If so, why did you choose to use PowerPoint as the means for expressing
your thanks and/or how did you feel getting a file as thanks?
These PowerPoint “Thank Yous” — all from different people of differing
ages and varied backgrounds and unique cultural dedications — are
standard run-of-the-mill “socially required” prose placed in a basic
PowerPoint template. There is no unique human thought or basic emotion
included in the file. I find those PowerPoint presentations colder than
a simple email saying “thanks.”

I was raised with the idea if someone did you a favor that pressed
their time your way you were required to send them a handwritten Thank
You Card — on paper! — explaining how much you appreciated the favor.
You had to be specific and engaging and charming in expressing your
thanks. The card was then placed in an envelope with a handwritten
address, stamped and mailed to the recipient through the United States
Postal Service for hand delivery.

It is rare today to receive any sort of Thank You — be it electronic
or paper — when you do a favor for someone. I am uncertain if the
reason for that lack of formally expressed gratitude is a growing tide
against manners or if it is just a result of the continued compression
of time into space where it is assumed by both parties if you do
someone a favor they are grateful by default even though they never
directly share their thanks.

You will, however, hear from them in every possible way — via email,
Pony Express, voice mail, Morse code, Western Union, carrier pigeon,
newspaper advertisement, FedEx Early AM delivery, sky-writing, poisoned
dart, attack dog or Registered letter — if they are in any way
displeased with your favor.


  1. I dislike receiving PPTs. I’d much rather receive a simple image or a simple (X)HTML file, as it doesn’t hog up as many resources

  2. I was raised the old way. You call to thank someone and then you follow it up in writing in a card. It’s the only way.
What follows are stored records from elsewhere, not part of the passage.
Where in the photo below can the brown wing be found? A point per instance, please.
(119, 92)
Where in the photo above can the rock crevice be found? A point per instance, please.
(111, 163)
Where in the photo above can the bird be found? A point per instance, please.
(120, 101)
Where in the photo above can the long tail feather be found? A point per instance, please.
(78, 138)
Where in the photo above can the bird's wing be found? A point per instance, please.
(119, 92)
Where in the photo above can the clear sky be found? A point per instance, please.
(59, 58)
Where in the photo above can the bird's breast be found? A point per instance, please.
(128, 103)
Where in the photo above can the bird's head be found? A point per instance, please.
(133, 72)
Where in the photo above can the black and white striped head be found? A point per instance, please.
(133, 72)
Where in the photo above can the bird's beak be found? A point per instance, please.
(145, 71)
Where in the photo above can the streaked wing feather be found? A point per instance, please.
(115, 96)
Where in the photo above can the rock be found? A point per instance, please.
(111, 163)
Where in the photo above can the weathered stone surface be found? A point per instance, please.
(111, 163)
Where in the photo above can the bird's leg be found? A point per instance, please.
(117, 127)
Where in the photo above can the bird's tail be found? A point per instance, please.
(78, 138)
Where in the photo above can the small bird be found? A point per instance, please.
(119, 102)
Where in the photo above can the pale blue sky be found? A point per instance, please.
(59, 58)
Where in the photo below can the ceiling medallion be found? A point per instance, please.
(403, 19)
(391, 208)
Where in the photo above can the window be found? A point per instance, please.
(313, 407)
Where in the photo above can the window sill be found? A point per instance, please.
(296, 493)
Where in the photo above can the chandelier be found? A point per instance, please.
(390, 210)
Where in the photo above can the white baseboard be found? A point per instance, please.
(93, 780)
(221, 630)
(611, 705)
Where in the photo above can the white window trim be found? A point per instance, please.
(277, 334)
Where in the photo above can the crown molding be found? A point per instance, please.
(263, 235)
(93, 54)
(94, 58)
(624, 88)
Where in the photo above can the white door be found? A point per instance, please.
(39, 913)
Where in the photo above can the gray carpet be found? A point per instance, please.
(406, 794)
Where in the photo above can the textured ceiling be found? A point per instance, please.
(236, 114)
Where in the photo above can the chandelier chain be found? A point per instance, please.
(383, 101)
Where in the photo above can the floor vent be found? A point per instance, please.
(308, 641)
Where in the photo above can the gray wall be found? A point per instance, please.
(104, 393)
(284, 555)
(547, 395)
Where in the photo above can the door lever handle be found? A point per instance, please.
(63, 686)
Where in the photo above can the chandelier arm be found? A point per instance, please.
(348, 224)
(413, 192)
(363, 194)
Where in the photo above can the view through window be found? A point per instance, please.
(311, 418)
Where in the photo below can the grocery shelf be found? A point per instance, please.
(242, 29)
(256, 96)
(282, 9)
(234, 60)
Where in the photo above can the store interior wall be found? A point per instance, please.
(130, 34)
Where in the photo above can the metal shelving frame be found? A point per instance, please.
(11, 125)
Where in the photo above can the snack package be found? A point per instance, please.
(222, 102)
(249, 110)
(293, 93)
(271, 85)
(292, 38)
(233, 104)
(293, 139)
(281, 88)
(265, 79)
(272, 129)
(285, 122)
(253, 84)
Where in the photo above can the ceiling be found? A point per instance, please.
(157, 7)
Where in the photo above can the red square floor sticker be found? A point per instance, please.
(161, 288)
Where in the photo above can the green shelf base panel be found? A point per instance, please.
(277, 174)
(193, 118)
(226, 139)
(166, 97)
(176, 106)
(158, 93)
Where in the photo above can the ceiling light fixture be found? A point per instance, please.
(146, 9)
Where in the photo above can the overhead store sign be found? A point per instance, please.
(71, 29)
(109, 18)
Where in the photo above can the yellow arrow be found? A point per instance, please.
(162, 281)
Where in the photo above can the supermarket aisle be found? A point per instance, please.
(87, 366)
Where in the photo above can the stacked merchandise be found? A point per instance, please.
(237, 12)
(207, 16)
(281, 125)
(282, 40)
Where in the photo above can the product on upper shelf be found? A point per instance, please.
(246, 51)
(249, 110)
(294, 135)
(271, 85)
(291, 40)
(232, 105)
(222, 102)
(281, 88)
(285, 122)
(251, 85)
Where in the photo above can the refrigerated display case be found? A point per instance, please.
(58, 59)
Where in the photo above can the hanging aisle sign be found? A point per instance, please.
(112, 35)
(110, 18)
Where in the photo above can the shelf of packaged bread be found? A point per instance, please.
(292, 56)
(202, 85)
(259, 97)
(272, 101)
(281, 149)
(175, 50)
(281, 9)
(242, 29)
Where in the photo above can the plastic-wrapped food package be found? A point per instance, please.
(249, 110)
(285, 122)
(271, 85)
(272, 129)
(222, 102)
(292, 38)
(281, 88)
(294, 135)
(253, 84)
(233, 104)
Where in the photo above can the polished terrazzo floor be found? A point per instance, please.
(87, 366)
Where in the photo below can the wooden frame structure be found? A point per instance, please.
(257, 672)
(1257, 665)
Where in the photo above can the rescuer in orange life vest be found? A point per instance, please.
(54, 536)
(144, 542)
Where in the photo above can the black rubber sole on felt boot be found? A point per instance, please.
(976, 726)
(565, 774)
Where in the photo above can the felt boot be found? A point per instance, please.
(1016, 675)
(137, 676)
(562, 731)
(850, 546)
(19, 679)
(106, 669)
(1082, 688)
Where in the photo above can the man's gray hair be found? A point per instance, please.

  3. It was probably when computers started coming up. I always liked ink from a fine pen on some rich paper as a thank you someone might keep.

  4. Yeah, me too! There might not be a common instinct to save a handwritten thank you note but if you write it well and if you give it some meaning — handwriting will always be saved longer than electronic.

  5. Sending PowerPoint as a thank you seems a little cold and sterile to me. If you want to go to all that effort, why not just write it out by hand and mail it?

  6. I’ve never received a Powerpoint thank you note, but I’m sure someone will send one sooner or later.
    I dislike any email message that is too large, too fancy, or too time consuming to deal with. It’s hard enough to sort through work and personal email trying to keep up with things.
    Getting a Powerpoint message is a sure way to make sure that I don’t look at it for a little while.
    I was in a social group that had people who loved making Powerpoint presentations for everything a while back. It got to be a joke because each presentation got to be more and more elaborate while the content became less and less.
    After a while, people would ask if someone brought their laptop so that we could look at the PP presentation.

  7. Hi Chris!
    Oh, your PowerPoint “Thank Yous” are definitely in the pipeline somewhere! It’s the new easy way to look fancy and show your real fake emotion!
    I agree email should be simple and blunt. Don’t give me giant paragraphs to read.
    PowerPoint is big in a university setting. I ban them. I tell students to present what you want from your mind not the screen behind you.
    PowerPoint can be effective if the slides tease and lead — too often PowerPoint presentations are full of text and are just read to you. Ugh!

  8. David, you are so right on. My former employer presents everything via PowerPoint. Boring Boring Boring, all text (which the presenter would read word for word)with a few pictures. When my wife saw one of their presentation binders she about puked (she is an instructional designer).It is like an email, in that there is no emotion. People are not being creative anymore, they just use the old standby’s.

  9. Hi Rich!
    Yes! PowerPoint is killing us all slowly in fancy text overload!
    I am glad this path still upsets some people. I love your wife!

  10. A PowerPoint presentation should be like a tip of the iceberg; just barely noticeable. I feel cluttered slides are “pollution to the environment” – they ruin creativity, wipe out the listener’s/ viewer’s energy and waste time and effort – both.
    Sending “thank you” through a PowerPoint is obnoxious.